An inquest into the death of a young nanny in northern NSW has been told she was having an affair with a drummer in a rock band whose wife was responsible for her death.
The inquest resumed today into the death of Penny Hill, 20, who died two weeks after she was found slumped on the side of the road at Coolah on July 8, 1991.
Ms Hill worked at the Black Stump Motel in Coolah for Col Baigent, a drummer with the Australian rock group Billy Thorpe and the Aztecs, and his then wife, Barbara Baigent.
Glebe Coroners Court today heard a cook at the motel, Bob Lee, told friends that Ms Baigent had killed Ms Hill.
Mr Lee died in October 1991, but his former neighbour, Terence Baker, told the inquest Mr Lee had confided in him.
"He told you the motel was owned by someone who was formerly in a rock band and that that person (the motel owner) had been sleeping with the girl in question," counsel assisting the coroner, Warwick Hunt, put to Mr Baker, who agreed.

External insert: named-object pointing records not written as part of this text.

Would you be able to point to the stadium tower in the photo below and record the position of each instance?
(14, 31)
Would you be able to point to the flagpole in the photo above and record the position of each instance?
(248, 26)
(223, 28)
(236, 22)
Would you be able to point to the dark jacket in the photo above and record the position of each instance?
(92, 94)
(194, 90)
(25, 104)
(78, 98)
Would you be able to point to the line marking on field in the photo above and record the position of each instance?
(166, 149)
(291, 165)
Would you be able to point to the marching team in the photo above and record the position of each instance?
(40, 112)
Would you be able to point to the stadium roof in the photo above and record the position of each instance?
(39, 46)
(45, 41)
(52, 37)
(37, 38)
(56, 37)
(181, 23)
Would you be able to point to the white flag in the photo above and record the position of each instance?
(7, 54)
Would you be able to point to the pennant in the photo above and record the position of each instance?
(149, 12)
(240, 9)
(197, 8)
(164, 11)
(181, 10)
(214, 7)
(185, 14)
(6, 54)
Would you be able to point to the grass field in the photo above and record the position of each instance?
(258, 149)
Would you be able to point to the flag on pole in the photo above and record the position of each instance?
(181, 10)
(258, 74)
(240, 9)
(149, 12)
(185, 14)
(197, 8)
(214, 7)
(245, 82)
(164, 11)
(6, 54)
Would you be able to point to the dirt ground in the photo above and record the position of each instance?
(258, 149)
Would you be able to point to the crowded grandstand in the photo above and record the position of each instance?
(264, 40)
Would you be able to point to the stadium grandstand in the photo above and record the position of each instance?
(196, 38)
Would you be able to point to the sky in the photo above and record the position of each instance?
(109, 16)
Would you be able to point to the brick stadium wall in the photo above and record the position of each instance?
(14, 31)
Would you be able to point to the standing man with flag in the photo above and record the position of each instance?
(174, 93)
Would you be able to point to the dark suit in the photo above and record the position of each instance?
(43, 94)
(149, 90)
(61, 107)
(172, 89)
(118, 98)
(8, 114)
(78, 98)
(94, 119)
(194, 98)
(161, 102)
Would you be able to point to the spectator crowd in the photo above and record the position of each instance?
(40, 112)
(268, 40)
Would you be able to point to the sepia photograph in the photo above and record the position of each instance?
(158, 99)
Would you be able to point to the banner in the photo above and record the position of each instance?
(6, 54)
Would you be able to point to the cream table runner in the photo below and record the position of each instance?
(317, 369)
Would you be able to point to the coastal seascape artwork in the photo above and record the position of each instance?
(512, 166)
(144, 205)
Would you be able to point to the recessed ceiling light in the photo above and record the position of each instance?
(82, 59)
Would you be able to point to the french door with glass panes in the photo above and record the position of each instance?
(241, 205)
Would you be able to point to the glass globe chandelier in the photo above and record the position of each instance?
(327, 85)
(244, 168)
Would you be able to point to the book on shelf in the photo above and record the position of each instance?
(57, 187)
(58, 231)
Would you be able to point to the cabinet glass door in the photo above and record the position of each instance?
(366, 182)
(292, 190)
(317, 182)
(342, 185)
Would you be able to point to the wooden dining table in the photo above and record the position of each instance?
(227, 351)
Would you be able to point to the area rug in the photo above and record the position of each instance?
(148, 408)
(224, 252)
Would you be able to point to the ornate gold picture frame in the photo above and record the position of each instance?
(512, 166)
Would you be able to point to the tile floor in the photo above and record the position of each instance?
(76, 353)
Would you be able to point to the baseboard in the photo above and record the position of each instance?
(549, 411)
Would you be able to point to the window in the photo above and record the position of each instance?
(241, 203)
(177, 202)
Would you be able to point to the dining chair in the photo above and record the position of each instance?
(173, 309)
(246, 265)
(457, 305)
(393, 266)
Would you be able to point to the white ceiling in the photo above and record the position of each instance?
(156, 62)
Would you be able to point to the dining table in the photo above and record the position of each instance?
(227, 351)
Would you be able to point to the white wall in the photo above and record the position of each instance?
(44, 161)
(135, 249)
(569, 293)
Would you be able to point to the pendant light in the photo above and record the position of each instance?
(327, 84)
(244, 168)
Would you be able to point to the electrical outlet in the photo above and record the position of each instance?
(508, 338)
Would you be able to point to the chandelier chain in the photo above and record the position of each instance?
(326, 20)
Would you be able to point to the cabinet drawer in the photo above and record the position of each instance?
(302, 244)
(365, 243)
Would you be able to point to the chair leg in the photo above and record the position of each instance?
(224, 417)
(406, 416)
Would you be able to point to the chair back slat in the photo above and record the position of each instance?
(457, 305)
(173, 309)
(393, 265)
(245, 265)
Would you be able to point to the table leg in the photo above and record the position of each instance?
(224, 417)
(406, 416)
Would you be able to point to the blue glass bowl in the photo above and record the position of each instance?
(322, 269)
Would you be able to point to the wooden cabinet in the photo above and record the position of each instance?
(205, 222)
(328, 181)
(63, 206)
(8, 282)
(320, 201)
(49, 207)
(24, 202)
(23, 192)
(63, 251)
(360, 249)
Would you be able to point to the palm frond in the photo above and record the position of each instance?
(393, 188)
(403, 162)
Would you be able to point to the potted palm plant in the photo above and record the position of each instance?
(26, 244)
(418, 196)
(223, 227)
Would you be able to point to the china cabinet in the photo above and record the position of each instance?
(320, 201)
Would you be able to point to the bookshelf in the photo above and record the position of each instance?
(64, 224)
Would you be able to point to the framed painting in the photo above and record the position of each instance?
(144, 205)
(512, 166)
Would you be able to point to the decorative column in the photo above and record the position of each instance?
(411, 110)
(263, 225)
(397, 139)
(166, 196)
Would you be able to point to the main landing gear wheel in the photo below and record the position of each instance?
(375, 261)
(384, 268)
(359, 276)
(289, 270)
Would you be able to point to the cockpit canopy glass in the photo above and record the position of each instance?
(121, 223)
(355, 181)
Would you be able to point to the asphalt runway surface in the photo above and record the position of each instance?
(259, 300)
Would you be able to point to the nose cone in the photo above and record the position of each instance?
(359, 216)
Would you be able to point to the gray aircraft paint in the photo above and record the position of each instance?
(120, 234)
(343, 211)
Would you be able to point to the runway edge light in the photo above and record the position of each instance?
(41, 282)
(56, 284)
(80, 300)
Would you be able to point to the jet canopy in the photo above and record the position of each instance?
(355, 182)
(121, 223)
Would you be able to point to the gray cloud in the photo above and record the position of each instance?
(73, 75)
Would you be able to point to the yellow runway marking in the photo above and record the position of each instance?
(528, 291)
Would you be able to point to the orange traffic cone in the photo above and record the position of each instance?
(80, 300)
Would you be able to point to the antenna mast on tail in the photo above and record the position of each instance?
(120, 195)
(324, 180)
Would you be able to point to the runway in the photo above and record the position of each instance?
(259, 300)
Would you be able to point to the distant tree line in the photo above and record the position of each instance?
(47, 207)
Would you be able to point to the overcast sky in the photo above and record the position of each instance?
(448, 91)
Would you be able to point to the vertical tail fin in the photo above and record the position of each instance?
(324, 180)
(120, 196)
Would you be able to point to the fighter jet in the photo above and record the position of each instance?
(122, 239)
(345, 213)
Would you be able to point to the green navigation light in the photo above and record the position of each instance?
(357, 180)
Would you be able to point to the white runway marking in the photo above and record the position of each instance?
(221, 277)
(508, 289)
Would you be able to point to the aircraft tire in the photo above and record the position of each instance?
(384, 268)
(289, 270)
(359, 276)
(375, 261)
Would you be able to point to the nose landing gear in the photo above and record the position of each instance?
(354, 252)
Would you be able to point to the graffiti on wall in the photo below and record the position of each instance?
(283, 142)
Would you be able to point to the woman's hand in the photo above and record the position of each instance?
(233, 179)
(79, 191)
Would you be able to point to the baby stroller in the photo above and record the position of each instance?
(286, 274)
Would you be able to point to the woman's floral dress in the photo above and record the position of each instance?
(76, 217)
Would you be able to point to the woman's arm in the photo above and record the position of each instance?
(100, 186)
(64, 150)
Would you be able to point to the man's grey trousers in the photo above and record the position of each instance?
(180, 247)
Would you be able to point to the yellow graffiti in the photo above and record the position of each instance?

"(He told you) the motel owner's wife had found out and the wife was the person responsible (for the girl's death)."
Mr Baker agreed this was the case.
The court heard Mr Lee told another friend, Tony Bento, that when he and Mr Baigent returned from hunting on the night Ms Hill was injured, Ms Baigent was "hysterical" and Ms Hill was unconscious.
But Debra Carley, who was also working at the motel that night, denied that.
"She wasn't hysterical about anything," Ms Carley said.
The inquest into the murder of Ms Hill was suspended in Tamworth in May after the court was told new evidence had come to light.
It is continuing before Deputy State Coroner Sharon Freund.